Cloning and functional expression of a rat kidney extracellular calcium/polyvalent cation-sensing receptor.

作者信息

Riccardi D, Park J, Lee W S, Gamba G, Brown E M, Hebert S C

机构信息

Laboratory of Molecular Physiology and Biophysics, Brigham and Women's Hospital, Boston, MA.

出版信息

Proc Natl Acad Sci U S A. 1995 Jan 3;92(1):131-5. doi: 10.1073/pnas.92.1.131.

Abstract

The maintenance of a stable extracellular concentration of ionized calcium depends on the integrated function of a number of specialized cells (e.g., parathyroid and certain kidney epithelial cells). We recently identified another G protein-coupled receptor (BoPCaRI) from bovine parathyroid that responds to changes in extracellular Ca2+ within the millimolar range and provides a key mechanism for regulating the secretion of parathyroid hormone. Using an homology-based strategy, we now report the isolation of a cDNA encoding an extracellular Ca2+/polyvalent cation-sensing receptor (RaKCaR) from rat kidney.

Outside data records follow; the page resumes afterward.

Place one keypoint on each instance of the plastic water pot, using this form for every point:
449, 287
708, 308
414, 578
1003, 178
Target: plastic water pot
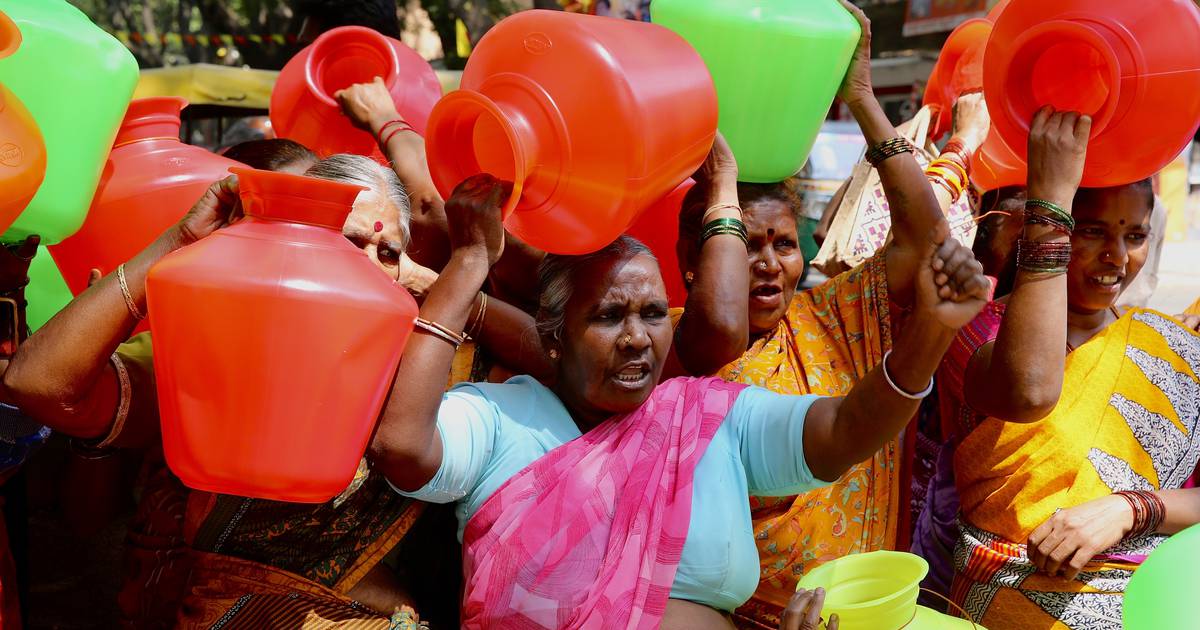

The predicted RaKCaR protein shares 92% identity with BoPCaR1 receptor and features a seven membrane-spanning domain, characteristic of the G protein-coupled receptors, which is preceded by a large hydrophilic extracellular NH2 terminus believed to be involved in cation binding. RaKCaR cRNA-injected Xenopus oocytes responded to extracellular Ca2+, Mg2+, Gd3+, and neomycin with characteristic activation of inositol phospholipid-dependent, intracellular Ca(2+)-induced Cl- currents. In rat kidney, Northern analysis revealed RaKCaR transcripts of 4 and 7 kb, and in situ hybridization showed localization primarily in outer medulla and cortical medullary rays. Our results provide important insights into the molecular structure of an extracellular Ca2+/polyvalent cation-sensing receptor in rat kidney and provide another basis on which to understand the role of extracellular divalent cations in regulating kidney function in mineral metabolism.

摘要

维持细胞外游离钙浓度的稳定依赖于多种特殊细胞(如甲状旁腺和某些肾上皮细胞)的整合功能。我们最近从牛甲状旁腺中鉴定出另一种G蛋白偶联受体(BoPCaRI),它能对毫摩尔范围内细胞外Ca2+的变化作出反应,并为调节甲状旁腺激素的分泌提供了关键机制。利用基于同源性的策略,我们现在报告从大鼠肾脏中分离出一种编码细胞外Ca2+/多价阳离子敏感受体(RaKCaR)的cDNA。预测的RaKCaR蛋白与BoPCaR1受体有92%的同源性,具有七个跨膜结构域,这是G蛋白偶联受体的特征,其前面有一个大的亲水性细胞外NH2末端,据信与阳离子结合有关。注射RaKCaR cRNA的非洲爪蟾卵母细胞对细胞外Ca2+、Mg2+、Gd3+和新霉素有反应,其特征是肌醇磷脂依赖性、细胞内Ca(2+)诱导的Cl-电流激活。在大鼠肾脏中,Northern分析显示有4 kb和7 kb的RaKCaR转录本,原位杂交显示主要定位于外髓和皮质髓放线。我们的结果为大鼠肾脏中细胞外Ca2+/多价阳离子敏感受体的分子结构提供了重要见解,并为理解细胞外二价阳离子在调节矿物质代谢中肾功能的作用提供了另一个基础。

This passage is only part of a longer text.